The Obama team successfully deployed the tactic in the past couple of days when Messina fired off another fund-raising e-mail asking supporters for another $3 to help create its "Two-Term Fund." He was responding to the Romney's campaign's creation of its "One Term Fund," established to capitalize on the wave of Romney decisive Tuesday Republican primary victory against former Speaker of the House Newt Gingrich in Florida.

The campaign reports that more then 52,529 people have donated more than two million dollars toward the "fund" as of Thursday afternoon, (when the page reporting the numbers was last updated.)

Meanwhile, Romney's campaign reports that it's raised $1.25 million so far for its own one-term fund.

Its fund-raising video on its solicitation page features camera shots of Obama's Facebook page, the campaign's web site, its Twitter page and its fund-raising e-mails as evidence that the president is more concerned about his re-election than on fixing the economy.

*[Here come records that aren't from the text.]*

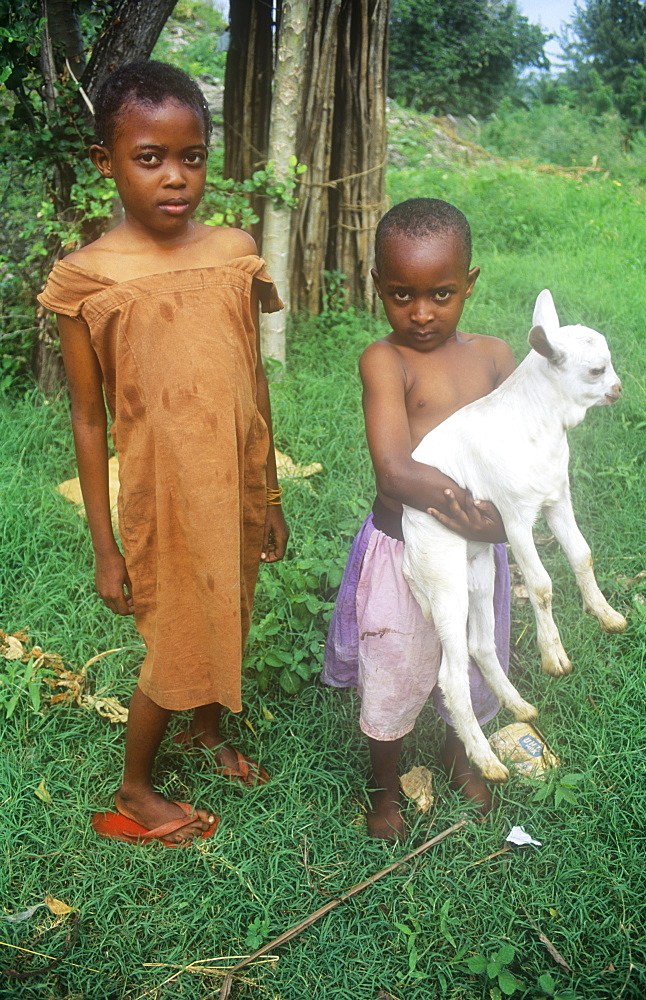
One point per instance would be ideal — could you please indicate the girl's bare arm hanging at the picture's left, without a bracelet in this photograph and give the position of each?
(89, 426)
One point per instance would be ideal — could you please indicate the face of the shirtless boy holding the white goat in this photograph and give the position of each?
(423, 283)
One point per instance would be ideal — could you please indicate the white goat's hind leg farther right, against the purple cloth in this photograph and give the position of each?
(481, 632)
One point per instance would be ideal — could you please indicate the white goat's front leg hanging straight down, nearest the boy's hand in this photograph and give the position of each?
(554, 659)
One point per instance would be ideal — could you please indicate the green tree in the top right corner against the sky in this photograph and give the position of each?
(608, 48)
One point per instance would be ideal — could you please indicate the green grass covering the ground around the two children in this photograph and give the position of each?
(144, 916)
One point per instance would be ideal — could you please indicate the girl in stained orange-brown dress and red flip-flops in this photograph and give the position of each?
(161, 315)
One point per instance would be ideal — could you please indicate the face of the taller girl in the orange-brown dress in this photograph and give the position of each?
(158, 162)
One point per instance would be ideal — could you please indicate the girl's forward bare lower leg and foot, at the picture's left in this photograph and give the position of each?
(137, 798)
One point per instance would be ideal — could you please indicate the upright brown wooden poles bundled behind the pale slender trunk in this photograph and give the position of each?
(341, 138)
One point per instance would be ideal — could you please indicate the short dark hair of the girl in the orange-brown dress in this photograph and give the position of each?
(147, 82)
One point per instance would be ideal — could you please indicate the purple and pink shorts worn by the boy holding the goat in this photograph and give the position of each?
(380, 642)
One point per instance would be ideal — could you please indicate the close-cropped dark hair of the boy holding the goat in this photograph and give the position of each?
(421, 217)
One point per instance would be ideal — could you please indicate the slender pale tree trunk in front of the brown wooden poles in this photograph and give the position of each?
(285, 115)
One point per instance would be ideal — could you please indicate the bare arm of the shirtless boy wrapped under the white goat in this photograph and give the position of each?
(398, 475)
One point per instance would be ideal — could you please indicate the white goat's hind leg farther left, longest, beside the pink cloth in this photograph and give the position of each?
(435, 569)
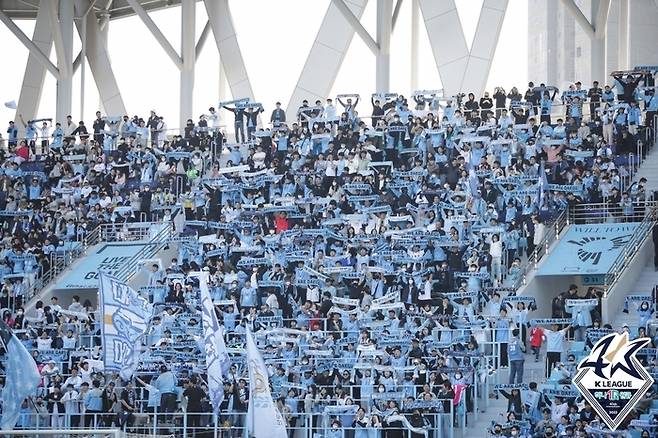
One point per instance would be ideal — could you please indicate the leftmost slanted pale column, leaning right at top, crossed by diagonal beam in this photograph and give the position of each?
(35, 71)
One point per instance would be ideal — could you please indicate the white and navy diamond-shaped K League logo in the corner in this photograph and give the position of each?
(611, 378)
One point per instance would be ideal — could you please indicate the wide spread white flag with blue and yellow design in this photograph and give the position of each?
(125, 316)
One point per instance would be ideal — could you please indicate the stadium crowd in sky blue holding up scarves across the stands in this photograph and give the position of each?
(376, 257)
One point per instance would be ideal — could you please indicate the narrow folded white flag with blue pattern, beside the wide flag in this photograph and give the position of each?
(217, 359)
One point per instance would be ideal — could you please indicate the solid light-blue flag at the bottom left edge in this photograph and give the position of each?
(21, 379)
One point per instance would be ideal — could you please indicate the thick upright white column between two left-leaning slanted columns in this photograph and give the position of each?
(188, 53)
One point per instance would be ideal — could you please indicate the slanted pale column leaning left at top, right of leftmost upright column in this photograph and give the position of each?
(99, 62)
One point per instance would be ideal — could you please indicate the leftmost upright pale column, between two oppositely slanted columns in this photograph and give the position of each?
(65, 65)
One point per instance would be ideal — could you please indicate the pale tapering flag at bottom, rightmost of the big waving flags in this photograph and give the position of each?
(263, 418)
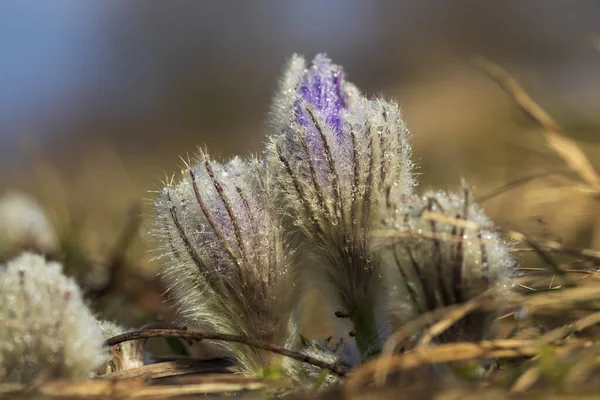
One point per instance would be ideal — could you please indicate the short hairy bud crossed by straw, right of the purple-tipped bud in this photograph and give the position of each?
(446, 252)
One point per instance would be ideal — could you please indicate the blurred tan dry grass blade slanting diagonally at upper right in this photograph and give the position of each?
(565, 147)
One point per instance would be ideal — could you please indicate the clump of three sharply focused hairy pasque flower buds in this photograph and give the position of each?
(337, 172)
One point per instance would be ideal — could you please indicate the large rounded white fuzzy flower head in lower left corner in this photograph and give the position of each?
(47, 330)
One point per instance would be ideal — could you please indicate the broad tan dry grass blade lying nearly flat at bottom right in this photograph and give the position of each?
(454, 352)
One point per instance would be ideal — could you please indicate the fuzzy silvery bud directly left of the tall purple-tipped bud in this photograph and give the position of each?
(226, 263)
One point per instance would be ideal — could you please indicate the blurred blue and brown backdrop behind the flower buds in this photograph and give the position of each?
(99, 99)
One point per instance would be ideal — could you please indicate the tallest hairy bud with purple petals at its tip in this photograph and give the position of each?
(332, 151)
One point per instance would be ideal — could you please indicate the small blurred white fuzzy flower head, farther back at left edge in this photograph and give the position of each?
(24, 225)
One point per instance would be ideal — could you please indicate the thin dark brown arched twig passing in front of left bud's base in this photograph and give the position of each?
(150, 333)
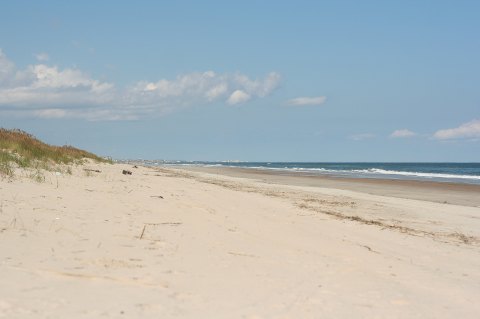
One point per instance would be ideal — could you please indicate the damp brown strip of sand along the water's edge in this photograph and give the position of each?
(439, 192)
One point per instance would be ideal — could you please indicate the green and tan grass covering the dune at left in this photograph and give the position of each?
(21, 149)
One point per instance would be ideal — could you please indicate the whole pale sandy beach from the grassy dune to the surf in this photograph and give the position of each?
(170, 243)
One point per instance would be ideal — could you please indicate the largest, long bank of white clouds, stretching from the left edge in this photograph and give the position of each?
(50, 92)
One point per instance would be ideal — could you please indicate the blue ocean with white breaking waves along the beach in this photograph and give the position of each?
(468, 173)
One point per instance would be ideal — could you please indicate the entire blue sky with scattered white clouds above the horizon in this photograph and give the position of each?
(246, 80)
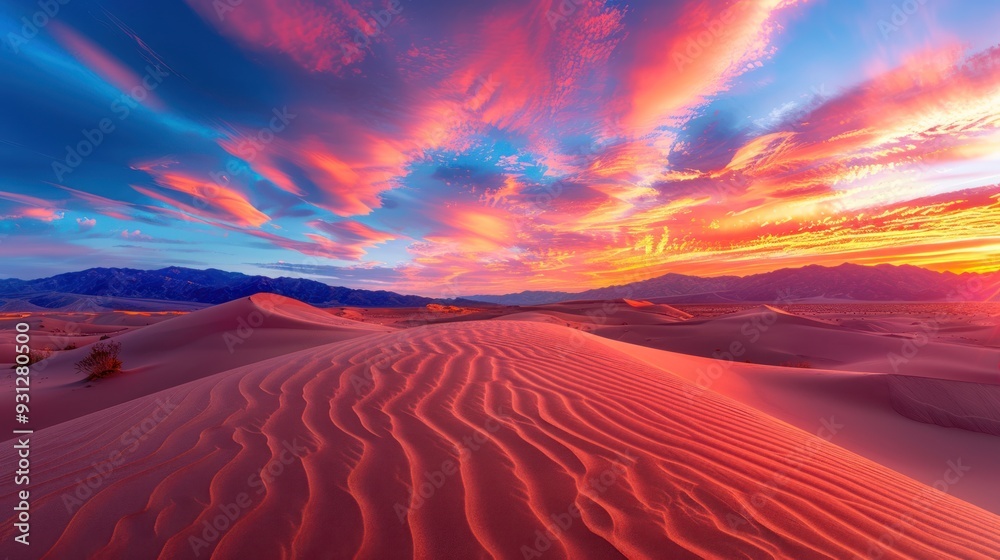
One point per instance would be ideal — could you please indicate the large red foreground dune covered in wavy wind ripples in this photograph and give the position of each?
(506, 430)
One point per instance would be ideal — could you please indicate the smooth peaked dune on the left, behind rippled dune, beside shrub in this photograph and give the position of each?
(182, 349)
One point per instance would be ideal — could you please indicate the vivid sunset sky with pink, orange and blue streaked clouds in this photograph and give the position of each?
(455, 148)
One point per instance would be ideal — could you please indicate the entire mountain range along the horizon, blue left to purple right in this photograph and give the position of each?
(125, 288)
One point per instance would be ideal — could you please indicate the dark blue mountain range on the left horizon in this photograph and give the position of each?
(106, 287)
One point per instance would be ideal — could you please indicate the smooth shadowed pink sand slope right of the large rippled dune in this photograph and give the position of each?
(913, 425)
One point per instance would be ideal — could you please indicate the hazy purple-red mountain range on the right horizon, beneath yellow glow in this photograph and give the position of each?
(845, 282)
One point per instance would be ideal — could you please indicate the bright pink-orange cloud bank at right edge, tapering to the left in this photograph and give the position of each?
(881, 140)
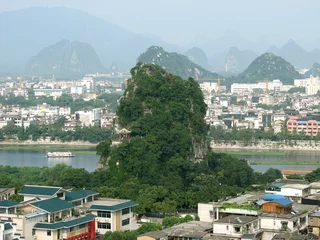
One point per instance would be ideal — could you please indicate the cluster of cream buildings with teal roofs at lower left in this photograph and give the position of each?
(53, 213)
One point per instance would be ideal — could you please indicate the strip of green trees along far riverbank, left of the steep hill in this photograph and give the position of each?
(55, 131)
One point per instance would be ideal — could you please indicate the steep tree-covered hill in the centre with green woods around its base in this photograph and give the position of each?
(159, 167)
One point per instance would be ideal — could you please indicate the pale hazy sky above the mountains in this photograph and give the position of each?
(180, 21)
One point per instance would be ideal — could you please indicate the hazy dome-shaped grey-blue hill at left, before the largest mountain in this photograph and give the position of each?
(65, 58)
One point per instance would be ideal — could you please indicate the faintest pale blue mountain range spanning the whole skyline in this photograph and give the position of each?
(24, 33)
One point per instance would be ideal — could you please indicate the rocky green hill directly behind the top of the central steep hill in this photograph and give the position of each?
(175, 63)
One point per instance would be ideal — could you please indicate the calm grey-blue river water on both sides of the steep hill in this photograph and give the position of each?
(260, 160)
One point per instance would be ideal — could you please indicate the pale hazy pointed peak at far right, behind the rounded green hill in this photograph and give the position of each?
(296, 55)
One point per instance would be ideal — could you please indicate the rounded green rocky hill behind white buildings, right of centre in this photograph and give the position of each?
(267, 66)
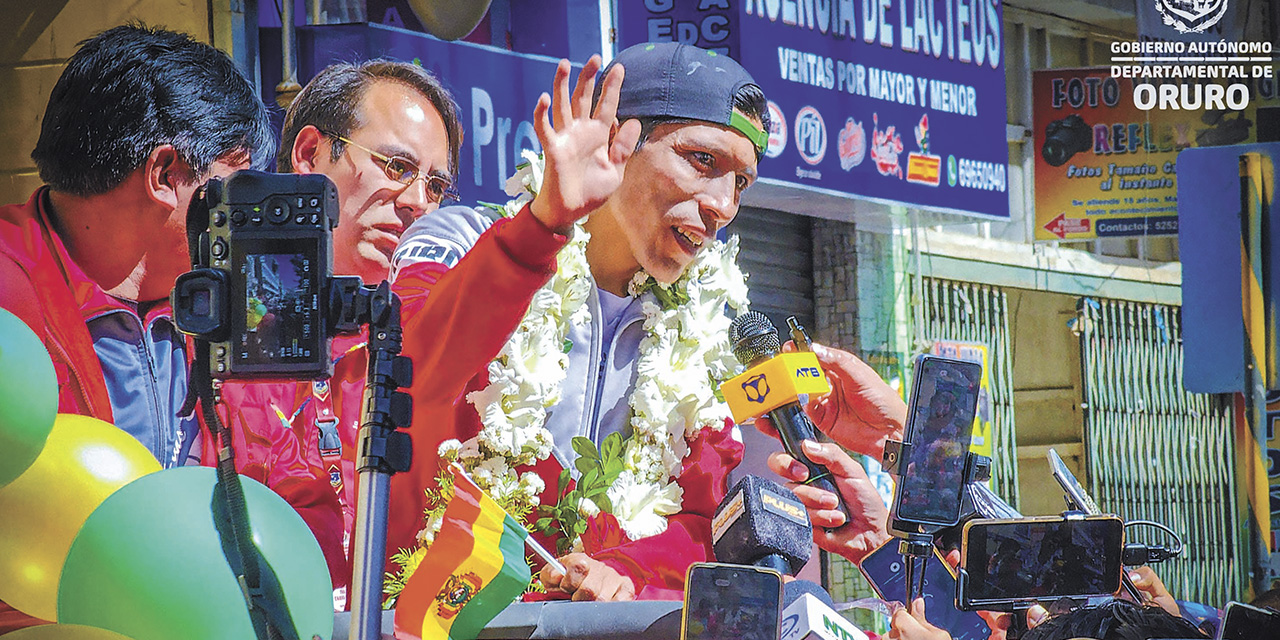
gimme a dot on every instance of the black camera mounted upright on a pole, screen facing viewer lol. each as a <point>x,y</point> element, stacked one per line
<point>259,291</point>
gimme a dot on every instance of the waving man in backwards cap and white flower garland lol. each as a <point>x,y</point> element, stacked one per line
<point>468,284</point>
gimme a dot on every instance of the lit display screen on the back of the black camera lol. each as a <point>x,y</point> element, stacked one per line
<point>277,322</point>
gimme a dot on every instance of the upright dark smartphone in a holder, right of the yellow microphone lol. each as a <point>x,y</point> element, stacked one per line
<point>941,428</point>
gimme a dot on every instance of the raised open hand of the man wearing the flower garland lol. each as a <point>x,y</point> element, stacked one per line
<point>587,153</point>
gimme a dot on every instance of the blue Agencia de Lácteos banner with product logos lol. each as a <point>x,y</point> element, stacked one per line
<point>888,100</point>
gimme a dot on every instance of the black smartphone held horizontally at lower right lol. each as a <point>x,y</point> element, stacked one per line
<point>1043,559</point>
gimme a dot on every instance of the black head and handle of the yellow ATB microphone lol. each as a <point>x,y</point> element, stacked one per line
<point>755,341</point>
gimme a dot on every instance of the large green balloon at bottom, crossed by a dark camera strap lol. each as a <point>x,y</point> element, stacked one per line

The back and forth isn't limited to e-mail. It's taking place on Twitter as well with both teams sending Tweets back and forth to each other reporting their fundraising numbers as they increased. That in turn inspired a Tweet from former George W. Bush White House Deputy Chief of Staff Karl Rove, who characterized the $3 fund-raising drive as a sign of "low enthusiasm," on the part of Obama supporters.

That Tweet made it into another Messina e-mail sent out this Friday morning that explained that the $3 amount is to get a wide group of people involved in the campaign instead of leaving it in the hands of "the guy doing a lot of the selling for a party bought and sold by special interests."

The Obama Two Term Fund's numbers speak for themselves. But some recipients of the e-mails seem fed up of the tactics.

"This is getting really childish," one Obama supporter commented to me.